More information: .symver directive in info gas, Ulrich Drepper's "How to write shared libraries", the commit that deprecated ttyslot() at http://gitorious.org/freebsd/freebsd/commit/3f59ed0d571ac62355fc2bde3edbfe9a4e722845
One idea could be to generate a stub library that has these symbols but with unexpected properties.
perhaps create objects that have the name of the functions, so the linker in the configuration phase might complain that the symbols are not compatible
create functions that have a dependency "dont_use_symbol_XXX" that is never resolved
or fake a .a file with a global index that would have your functions but where the .o members in the archive have the wrong format
The best way to generate a link-time error for deprecated functions that you do not want people to use is to make sure the deprecated functions are not present in the libraries - which makes them one stage beyond 'deprecated'.
Maybe you can provide an auxilliary library with the deprecated function in it; the reprobates who won't pay attention can link with the auxilliary library, but people in the mainstream won't use the auxilliary library and therefore won't use the functions. However, it is still taking it beyond the 'deprecated' stage.
Getting a link-time warning is tricky. Clearly, GCC does that for some function (mktemp() et al), and Apple has GCC warn if you run a program that uses gets(). I don't know what they do to make that happen.
In the light of the comments, I think you need to head the problem off at compile time, rather than waiting until link time or run time.

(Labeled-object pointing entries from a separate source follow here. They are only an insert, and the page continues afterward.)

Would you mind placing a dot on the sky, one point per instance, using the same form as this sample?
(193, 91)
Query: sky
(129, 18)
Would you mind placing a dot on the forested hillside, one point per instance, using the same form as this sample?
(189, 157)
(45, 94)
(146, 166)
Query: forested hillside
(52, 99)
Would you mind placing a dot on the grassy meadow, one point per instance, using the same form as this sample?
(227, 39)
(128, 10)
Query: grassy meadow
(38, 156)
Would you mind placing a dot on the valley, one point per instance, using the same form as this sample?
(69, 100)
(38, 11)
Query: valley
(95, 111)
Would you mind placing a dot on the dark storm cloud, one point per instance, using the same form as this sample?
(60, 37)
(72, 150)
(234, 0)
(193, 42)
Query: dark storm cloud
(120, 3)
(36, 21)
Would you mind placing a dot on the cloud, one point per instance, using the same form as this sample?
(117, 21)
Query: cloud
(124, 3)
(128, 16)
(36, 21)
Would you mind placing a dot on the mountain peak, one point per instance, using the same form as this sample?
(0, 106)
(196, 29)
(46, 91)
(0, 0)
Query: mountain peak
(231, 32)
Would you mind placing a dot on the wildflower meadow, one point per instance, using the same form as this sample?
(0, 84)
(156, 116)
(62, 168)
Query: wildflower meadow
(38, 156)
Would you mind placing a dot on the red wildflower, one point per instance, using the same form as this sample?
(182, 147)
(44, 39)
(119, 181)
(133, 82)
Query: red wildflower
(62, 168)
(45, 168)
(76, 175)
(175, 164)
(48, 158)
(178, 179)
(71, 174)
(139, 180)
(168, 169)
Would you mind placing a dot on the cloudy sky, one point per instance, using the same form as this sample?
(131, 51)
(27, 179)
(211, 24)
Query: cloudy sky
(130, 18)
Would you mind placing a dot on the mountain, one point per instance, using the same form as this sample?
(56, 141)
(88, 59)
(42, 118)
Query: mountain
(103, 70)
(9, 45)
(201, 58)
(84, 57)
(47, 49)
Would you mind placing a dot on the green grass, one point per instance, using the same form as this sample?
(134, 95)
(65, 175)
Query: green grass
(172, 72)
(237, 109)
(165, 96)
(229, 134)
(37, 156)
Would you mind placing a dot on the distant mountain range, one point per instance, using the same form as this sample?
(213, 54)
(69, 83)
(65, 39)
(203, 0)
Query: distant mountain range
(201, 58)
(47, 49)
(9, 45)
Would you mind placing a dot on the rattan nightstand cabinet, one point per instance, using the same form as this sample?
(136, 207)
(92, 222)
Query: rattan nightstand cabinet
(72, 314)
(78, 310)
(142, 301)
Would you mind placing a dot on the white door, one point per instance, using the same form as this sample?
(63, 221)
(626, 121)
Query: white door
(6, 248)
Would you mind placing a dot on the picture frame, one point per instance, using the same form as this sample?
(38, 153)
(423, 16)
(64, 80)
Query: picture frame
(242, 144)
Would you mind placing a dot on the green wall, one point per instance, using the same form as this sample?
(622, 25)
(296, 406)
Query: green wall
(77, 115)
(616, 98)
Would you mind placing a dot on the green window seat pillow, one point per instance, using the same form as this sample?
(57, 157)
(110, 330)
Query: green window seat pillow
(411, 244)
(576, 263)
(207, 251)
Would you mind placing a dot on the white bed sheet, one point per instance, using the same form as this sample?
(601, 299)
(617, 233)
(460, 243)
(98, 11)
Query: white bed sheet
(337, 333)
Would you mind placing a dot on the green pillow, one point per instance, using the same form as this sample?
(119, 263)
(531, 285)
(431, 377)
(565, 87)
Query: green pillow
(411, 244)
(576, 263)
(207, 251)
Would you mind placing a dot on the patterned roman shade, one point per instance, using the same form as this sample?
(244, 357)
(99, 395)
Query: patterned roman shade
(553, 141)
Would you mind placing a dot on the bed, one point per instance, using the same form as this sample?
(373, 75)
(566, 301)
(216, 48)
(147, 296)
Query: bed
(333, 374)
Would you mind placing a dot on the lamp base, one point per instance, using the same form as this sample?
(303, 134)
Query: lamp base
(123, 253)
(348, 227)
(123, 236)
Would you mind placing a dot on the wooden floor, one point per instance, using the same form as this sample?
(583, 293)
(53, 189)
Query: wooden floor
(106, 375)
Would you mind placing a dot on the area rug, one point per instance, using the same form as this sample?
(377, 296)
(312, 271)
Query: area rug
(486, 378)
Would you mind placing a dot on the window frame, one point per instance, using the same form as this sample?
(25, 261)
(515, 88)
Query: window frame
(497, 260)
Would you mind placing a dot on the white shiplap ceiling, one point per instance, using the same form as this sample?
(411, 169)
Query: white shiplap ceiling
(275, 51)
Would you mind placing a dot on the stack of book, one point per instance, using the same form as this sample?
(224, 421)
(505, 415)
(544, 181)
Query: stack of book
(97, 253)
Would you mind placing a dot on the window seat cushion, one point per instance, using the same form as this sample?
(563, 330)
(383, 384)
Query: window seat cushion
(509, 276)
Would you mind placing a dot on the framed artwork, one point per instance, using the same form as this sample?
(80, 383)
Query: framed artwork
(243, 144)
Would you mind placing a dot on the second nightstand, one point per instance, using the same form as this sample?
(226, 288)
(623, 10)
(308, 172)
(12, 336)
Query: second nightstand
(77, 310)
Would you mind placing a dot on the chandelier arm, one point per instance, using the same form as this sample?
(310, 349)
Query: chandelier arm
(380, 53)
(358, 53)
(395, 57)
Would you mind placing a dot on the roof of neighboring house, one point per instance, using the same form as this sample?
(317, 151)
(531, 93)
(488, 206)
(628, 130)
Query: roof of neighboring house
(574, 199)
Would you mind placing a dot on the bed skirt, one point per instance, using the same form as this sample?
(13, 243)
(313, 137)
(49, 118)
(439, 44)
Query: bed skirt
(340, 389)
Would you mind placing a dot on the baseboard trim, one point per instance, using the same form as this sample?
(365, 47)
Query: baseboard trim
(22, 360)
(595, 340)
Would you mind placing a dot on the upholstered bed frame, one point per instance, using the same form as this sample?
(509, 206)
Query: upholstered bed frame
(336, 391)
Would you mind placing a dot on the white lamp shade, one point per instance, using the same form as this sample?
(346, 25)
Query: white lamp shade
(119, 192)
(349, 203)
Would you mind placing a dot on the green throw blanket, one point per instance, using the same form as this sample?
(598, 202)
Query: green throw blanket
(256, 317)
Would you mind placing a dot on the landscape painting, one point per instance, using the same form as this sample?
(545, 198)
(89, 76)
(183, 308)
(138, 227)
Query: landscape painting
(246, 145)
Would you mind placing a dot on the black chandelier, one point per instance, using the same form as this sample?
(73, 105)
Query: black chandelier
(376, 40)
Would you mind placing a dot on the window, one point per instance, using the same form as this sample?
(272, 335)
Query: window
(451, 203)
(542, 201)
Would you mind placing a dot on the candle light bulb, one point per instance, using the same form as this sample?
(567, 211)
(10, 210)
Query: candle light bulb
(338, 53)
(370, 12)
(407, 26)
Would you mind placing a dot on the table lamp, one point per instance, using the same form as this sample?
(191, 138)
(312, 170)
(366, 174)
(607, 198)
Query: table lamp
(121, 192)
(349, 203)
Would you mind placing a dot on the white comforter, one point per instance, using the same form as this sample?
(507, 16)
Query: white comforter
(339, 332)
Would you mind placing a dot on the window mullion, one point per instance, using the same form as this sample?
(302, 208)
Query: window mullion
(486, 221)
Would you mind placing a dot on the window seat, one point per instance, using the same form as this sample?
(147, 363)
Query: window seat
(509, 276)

The GCC attributes include (from the GCC 4.4.1 manual):
error ("message")
If this attribute is used on a function declaration and a call to such a function is
not eliminated through dead code elimination or other optimizations, an error
which will include message will be diagnosed. This is useful for compile time
checking, especially together with __builtin_constant_p and inline functions
where checking the inline function arguments is not possible through extern
char [(condition) ? 1 : -1]; tricks. While it is possible to leave the function
undefined and thus invoke a link failure, when using this attribute the problem
will be diagnosed earlier and with exact location of the call even in presence of
inline functions or when not emitting debugging information.
warning ("message")
If this attribute is used on a function declaration and a call to such a function is
not eliminated through dead code elimination or other optimizations, a warning
which will include message will be diagnosed. This is useful for compile time
checking, especially together with __builtin_constant_p and inline functions.
While it is possible to define the function with a message in .gnu.warning*
section, when using this attribute the problem will be diagnosed earlier and
with exact location of the call even in presence of inline functions or when not
emitting debugging information.
If the configuration programs ignore the errors, they're simply broken. This means that new code could not be compiled using the functions, but the existing code can continue to use the deprecated functions in the libraries (up until it needs to be recompiled).